Training, plotting, and `.wav` rendering need the `interactive` extra. With core only, pass `wav=False, png=False` to `generate(save=...)`.

`torch` installs the CUDA (GPU) build by default. On a CPU-only machine, force the CPU build:

```bash
uv pip install torch --torch-backend=cpu     # or set UV_TORCH_BACKEND=cpu
```

## Quickstart

```python
from riffly import Riffly

model = Riffly("convvae")                      # or "vae", "transformer"
model.train(data="datasets/adl-piano-midi", epochs=100)
model.generate(n=8, save="out/")               # writes MIDI + WAV + PNG for each melody
model.save("riffly.pt")

Riffly("riffly.pt").generate(n=4, save="more/", wav=False)   # opt out: MIDI + PNG only
```

That is the whole workflow: construct, `train`, `generate`, `save`.

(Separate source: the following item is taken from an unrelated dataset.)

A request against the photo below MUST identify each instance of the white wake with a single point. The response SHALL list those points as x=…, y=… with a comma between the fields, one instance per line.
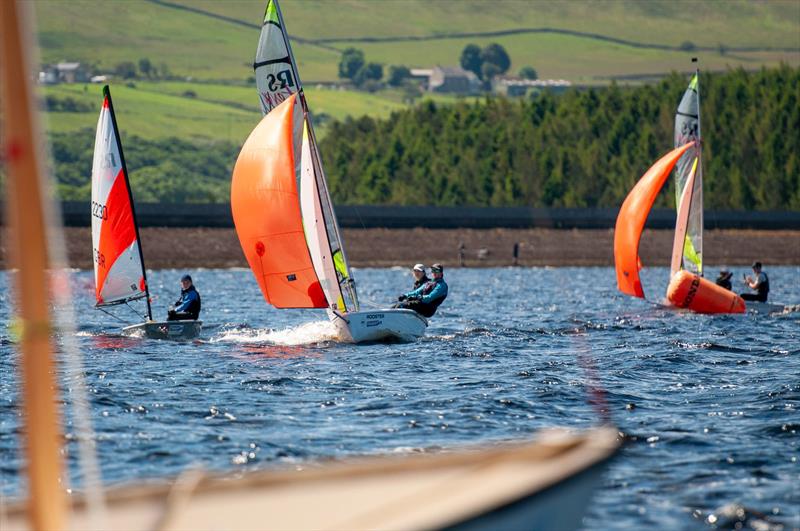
x=304, y=334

Pass `generate(..., multi_track=True)` to split each melody into three voices, melody, chord, and 808 bass, in the saved `.mid` and `.wav`.

### Plotting a generation

`generate(save="out/")` writes a `.png` for every melody. To show one on screen instead (the right-hand image at the top of this README):

```python
from riffly import Riffly, plot

model = Riffly("convvae")
roll = model.generate(n=1)[0]
plot(roll)
```

Plotting needs the `interactive` extra (see Install).

## Datasets

Point `train(data=...)` at any folder of `.mid` files. Three open datasets that work well out of the box:

| Dataset | Size | Source |
| --- | --- | --- |
| ADL Piano MIDI | ~11k piano MIDIs across many genres | https://github.com/lucasnfe/adl-piano-midi |
| Classical MIDI (Kaggle) | ~300 classical MIDIs | https://www.kaggle.com/datasets/soumikrakshit/classical-music-midi |
| The Magic of MIDI v1 | ~169k MIDIs scraped from the web | https://archive.org/details/themagicofmidi |

Download one, unzip it, and pass the folder path. The first run caches the preprocessed dataset under `~/.cache/riffly` (override with `$RIFFLY_CACHE` or `train(..., cache_dir=...)`) so later runs start instantly.

## Advanced usage

The facade wraps lower-level modules that you can still use directly for full control:

- `riffly.models` — `VAE`, `ConvVAE`, `TransformerVAE`.
- `riffly.datasets.MIDIDataset` — MIDI folder to `(rows, columns)` tensors.
- `riffly.train` — `train()`, `validation_loop()`.
- `riffly.processes` — `MIDIPostprocess`, `MultiTrackPostprocess` (melody + chords + 808 bass), `MIDIPreprocess`.
- `riffly.plots` — dataset previews, training curves, reconstruction grids.

## License

MIT. See [LICENSE](LICENSE).

The pretrained `pop` checkpoint distributed via GitHub Releases was trained
on the [ADL Piano MIDI Dataset](https://github.com/lucasnfe/adl-piano-midi)
(Ferreira & Whitehead, 2020), licensed CC BY 4.0. Attribution is preserved
when the checkpoint is redistributed.